What a Dermatologist Will Look For
If your hair loss has persisted for more than a few months or you can’t identify an obvious trigger, a dermatologist can narrow down the cause relatively quickly. One standard test involves grasping about 40 strands of hair and gently pulling. If six or more strands come out, that indicates active hair loss. They’ll also examine the pattern of thinning, look at your scalp for signs of inflammation or scarring, and likely order blood work to check hormone levels, thyroid function, and nutrient stores.
In some cases, a small scalp biopsy helps distinguish between conditions that look similar on the surface but require different treatment approaches.
Treatment Options by Cause
Treatment depends entirely on the underlying cause, which is why identifying it matters so much.
For genetic pattern hair loss, the most widely used topical treatment is minoxidil (sold over the counter as Rogaine and generics). In clinical trials, the 5% concentration produced 45% more hair regrowth than the 2% version over 48 weeks. It works by extending the growth phase and increasing blood flow to follicles, but it requires consistent daily use. Stopping it reverses the gains. Prescription options that block DHT production are available for men and, in some cases, women.
For telogen effluvium, treatment is mostly about patience and addressing the trigger. If a medication is responsible, switching to an alternative may help. If stress or illness caused it, the hair typically recovers on its own within six months. Ensuring adequate protein and iron intake supports the recovery process.
For nutritional deficiencies, correcting the deficiency is the treatment. Iron supplementation when ferritin is low, vitamin D when levels are insufficient. That said, research is still unclear on whether iron supplementation alone improves measurable hair density and thickness, so other contributing factors may need attention too.
For alopecia areata, treatments range from topical anti-inflammatory medications to newer oral drugs that target the specific immune pathways driving the attack. These have become available in the last few years and represent a significant shift in how the condition is managed.

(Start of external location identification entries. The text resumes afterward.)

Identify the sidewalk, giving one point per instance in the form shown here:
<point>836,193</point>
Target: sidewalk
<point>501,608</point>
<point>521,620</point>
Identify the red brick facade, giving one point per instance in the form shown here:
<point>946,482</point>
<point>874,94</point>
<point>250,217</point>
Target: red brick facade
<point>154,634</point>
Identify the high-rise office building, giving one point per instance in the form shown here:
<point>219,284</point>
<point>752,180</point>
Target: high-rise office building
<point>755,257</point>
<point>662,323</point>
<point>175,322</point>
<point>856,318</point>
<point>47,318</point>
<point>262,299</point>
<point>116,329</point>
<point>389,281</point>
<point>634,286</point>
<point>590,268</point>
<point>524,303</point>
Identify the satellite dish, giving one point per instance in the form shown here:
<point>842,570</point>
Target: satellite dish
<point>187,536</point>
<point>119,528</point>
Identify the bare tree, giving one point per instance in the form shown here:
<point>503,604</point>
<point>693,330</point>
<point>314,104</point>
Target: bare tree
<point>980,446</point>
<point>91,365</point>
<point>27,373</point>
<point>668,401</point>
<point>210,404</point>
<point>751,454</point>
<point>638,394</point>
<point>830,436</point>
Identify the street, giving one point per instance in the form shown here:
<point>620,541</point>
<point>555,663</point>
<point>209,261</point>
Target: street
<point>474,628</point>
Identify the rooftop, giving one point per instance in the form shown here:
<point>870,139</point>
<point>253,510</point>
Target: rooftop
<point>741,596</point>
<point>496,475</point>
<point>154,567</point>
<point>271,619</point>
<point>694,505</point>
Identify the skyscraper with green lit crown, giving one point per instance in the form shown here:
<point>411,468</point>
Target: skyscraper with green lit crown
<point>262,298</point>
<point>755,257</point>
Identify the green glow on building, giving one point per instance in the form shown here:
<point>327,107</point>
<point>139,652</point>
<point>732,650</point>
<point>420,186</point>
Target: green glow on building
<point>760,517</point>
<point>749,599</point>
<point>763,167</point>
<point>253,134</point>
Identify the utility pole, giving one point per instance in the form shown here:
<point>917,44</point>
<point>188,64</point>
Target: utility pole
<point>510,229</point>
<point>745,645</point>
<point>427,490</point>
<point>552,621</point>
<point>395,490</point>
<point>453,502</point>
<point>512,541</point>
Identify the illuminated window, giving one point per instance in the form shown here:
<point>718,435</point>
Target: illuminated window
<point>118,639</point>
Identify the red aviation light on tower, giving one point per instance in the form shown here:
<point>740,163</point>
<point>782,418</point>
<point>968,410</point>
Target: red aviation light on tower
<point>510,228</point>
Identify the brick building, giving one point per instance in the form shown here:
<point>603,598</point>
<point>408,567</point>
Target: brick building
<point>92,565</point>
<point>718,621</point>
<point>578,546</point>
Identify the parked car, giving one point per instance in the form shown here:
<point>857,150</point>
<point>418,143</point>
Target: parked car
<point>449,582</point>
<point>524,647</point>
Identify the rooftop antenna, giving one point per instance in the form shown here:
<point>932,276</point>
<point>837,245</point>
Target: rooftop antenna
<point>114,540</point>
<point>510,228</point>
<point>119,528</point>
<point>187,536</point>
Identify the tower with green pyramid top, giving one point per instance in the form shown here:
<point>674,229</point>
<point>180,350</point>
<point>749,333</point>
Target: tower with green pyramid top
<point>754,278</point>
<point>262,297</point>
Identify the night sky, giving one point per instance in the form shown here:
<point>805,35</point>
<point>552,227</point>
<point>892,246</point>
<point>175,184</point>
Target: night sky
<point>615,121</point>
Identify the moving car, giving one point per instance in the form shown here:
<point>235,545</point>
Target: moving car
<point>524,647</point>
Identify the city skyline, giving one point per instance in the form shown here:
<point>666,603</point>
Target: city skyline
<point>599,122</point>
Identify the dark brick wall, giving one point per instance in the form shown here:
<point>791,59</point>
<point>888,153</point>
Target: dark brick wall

Habits That Make Thinning Worse
Regardless of the underlying cause, certain habits can accelerate hair loss or make it more visible. Tight hairstyles like ponytails, braids, and buns create constant tension on follicles, which over time can cause a form of hair loss called traction alopecia. Heat styling and chemical treatments weaken the hair shaft, leading to breakage that mimics thinning. Crash diets and extreme calorie restriction deprive follicles of the protein and nutrients they need to maintain the growth cycle. Even something as simple as aggressive towel-drying or brushing wet hair (which is more fragile) can contribute to breakage over time.